Mortgage Interest Deduction: Not A Tax Break For The Middle Class

"The possibility that this deduction might go away has prompted the sort of dire warnings that might be reserved for news that the American flag will lose its stars and stripes: The housing market, finally recovering from a long decline, will plunge anew as values fall."

Posted by Guest on Jan. 17, 2013 @ 1:59 pm

Because those are the most expensive housing markets. If your argument is that without the deduction prices would fall and more people would be able to afford homes then make it - of course that argument basically calls for screwing over every current homeowner in the city who still has a mortgage on their home.

Posted by Lucretia Snapples on Jan. 17, 2013 @ 3:22 pm

Meaning "basic free market principles" don't apply to the Lucretia troll.

Posted by Guest on Jan. 17, 2013 @ 4:09 pm
Posted by Lucretia Snapples on Jan. 17, 2013 @ 5:41 pm

Tacty queen.

Posted by Guest on Jan. 17, 2013 @ 6:17 pm

mortgage interest, and Toronto and London house prices are at record highs.

Buying real estate is still the way to get rich. Most UK millionaires made it thru property.

Posted by anon on Jan. 17, 2013 @ 4:42 pm

Some here think you need to "explain basic market principles" to renters, who are too dumb to understand the most basic economics.

I would argue that those who were able to forgo home purchases and avoid the (ongoing) foreclosure crisis are not the ones who need to learn basic economics.

Posted by Guest on Jan. 17, 2013 @ 2:17 pm

Even the deadbeat homeowners you whine about probably lived mortgage-free for many months before they got kicked out, and so did better than you in your rent-controlled squalid hovel in the Mission.

Posted by anon on Jan. 17, 2013 @ 4:39 pm

Unpleasant troll.

Posted by Eddie on Jan. 17, 2013 @ 5:33 pm

Half of them anyway...

-Half of US Mortgages Are Effectively Underwater-

Posted by Guest on Jan. 17, 2013 @ 10:45 pm

Ha ha ha ha this one.

My fav...from 65 million down to 20 million well done.

"AND THE RUMORS FLY LOWER Well, we did say "rumormongering" when we reported Trulia's announcement that 2845 Broadway had finally sold to tech celeb David Sachs for $34 million. Today's rumors, again per Trulia, are that according to tax records, the famed manse actually sold for $20 million. Definitely not a win for seller Peter Sperling then, estimated to have spent at least $52 million on the property...Mr. Sperling's people did some work on the house, but stopped for some reason and put it on the market for a staggering $65,000,000. "

Posted by Guest on Jan. 17, 2013 @ 10:51 pm

"Even the deadbeat homeowners you whine about..."

Actually thinking more about the deadbeat banks right now.
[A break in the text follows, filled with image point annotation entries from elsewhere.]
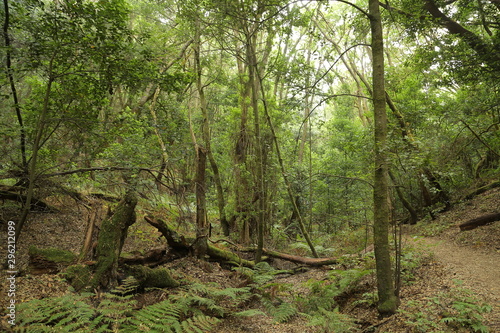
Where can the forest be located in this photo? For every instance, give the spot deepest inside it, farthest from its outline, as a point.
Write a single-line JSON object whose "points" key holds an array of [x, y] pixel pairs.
{"points": [[209, 165]]}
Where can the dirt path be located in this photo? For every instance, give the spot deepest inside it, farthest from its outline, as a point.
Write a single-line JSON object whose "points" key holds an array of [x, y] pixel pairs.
{"points": [[479, 271]]}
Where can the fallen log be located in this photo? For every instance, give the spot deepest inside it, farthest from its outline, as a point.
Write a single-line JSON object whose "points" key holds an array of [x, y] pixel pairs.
{"points": [[36, 204], [479, 221], [301, 260], [153, 257], [482, 189], [184, 245]]}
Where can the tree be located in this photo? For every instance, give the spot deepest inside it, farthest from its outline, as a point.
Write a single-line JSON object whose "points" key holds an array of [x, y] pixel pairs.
{"points": [[381, 201]]}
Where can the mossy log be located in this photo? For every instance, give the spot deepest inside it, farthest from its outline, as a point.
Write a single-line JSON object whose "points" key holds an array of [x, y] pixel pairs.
{"points": [[298, 259], [152, 278], [182, 244], [479, 221], [36, 204], [78, 276], [49, 260], [110, 242], [153, 257]]}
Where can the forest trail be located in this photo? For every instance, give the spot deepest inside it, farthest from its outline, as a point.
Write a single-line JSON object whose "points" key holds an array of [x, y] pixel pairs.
{"points": [[477, 270]]}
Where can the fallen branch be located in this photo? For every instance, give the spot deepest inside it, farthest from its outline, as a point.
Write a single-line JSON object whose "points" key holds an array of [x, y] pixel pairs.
{"points": [[153, 257], [182, 244], [36, 204], [482, 189], [479, 221], [297, 259]]}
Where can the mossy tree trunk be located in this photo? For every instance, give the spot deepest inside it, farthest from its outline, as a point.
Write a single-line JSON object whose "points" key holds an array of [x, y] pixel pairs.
{"points": [[110, 242], [202, 226], [385, 284]]}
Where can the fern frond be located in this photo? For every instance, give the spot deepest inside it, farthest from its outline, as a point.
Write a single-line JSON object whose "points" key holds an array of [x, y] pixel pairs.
{"points": [[250, 313], [284, 312]]}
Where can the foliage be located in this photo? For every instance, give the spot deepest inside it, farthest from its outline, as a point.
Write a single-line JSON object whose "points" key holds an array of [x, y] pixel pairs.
{"points": [[73, 313], [455, 309], [167, 317]]}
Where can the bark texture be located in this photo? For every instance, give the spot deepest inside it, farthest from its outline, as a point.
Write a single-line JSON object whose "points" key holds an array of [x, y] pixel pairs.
{"points": [[111, 238]]}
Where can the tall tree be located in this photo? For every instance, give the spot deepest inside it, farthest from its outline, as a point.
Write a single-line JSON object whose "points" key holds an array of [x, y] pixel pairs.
{"points": [[381, 200]]}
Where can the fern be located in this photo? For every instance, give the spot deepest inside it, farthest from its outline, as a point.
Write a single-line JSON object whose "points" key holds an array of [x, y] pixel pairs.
{"points": [[282, 312], [331, 321], [166, 317], [68, 313], [128, 286]]}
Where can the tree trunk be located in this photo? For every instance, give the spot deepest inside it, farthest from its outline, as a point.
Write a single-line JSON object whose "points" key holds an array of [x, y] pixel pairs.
{"points": [[385, 284], [202, 227], [111, 238], [259, 175], [206, 134]]}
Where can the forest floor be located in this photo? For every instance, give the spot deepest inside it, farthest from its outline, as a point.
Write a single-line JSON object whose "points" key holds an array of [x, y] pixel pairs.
{"points": [[451, 267]]}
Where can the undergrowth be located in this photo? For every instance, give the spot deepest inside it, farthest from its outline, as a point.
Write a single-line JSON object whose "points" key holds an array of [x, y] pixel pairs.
{"points": [[193, 308], [454, 310]]}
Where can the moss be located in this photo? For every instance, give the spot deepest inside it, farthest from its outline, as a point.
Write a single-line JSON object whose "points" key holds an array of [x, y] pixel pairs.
{"points": [[158, 277], [53, 254], [78, 276]]}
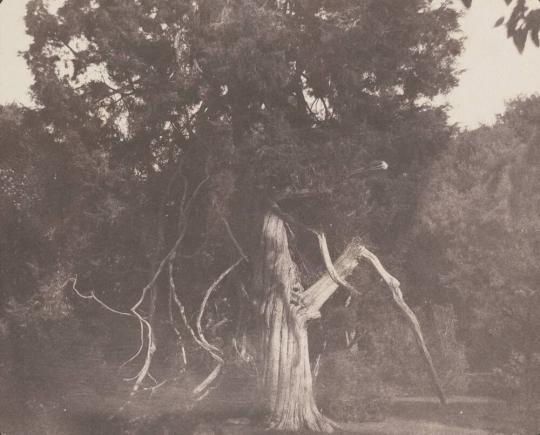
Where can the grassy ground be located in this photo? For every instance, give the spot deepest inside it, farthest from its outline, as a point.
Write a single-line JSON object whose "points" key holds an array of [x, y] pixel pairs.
{"points": [[84, 412]]}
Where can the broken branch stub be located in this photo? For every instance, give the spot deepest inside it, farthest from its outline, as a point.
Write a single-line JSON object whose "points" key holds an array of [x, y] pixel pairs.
{"points": [[393, 285]]}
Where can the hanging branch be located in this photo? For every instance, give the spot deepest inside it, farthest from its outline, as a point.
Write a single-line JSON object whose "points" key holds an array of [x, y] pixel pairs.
{"points": [[393, 285]]}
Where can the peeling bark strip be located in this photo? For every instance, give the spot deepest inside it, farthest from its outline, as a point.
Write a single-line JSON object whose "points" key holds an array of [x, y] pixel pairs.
{"points": [[285, 308], [286, 383]]}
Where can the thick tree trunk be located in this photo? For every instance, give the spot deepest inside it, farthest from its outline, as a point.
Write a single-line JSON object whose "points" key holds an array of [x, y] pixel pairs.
{"points": [[285, 372], [285, 379]]}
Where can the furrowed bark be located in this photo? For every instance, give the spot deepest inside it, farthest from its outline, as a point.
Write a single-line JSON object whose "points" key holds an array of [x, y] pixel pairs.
{"points": [[286, 381], [286, 384]]}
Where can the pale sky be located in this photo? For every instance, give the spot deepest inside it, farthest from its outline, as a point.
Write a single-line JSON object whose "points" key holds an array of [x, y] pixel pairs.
{"points": [[494, 70]]}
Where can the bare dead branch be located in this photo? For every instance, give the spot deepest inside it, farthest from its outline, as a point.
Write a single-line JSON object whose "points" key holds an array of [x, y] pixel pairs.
{"points": [[92, 296], [182, 311], [205, 300], [208, 380], [393, 285]]}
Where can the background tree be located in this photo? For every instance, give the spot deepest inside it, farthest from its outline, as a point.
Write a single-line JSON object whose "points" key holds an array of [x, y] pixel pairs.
{"points": [[171, 120], [522, 23], [482, 205]]}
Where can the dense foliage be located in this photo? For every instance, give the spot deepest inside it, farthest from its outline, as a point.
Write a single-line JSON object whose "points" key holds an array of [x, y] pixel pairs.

The Government Lied When It Said It Only Bailed Out Healthy Banks: 12 of the 13 Big Banks Were Going Bust

Posted by Guest on Jan. 18, 2013 @ 7:55 am

Inflation, yet the pay stays the same..

Posted by Guest on Apr. 02, 2013 @ 9:00 am

If you don't add more value in 2013 over 2012, why should you be laid more?

And if someone else will do your job for less, why should you be paid at all?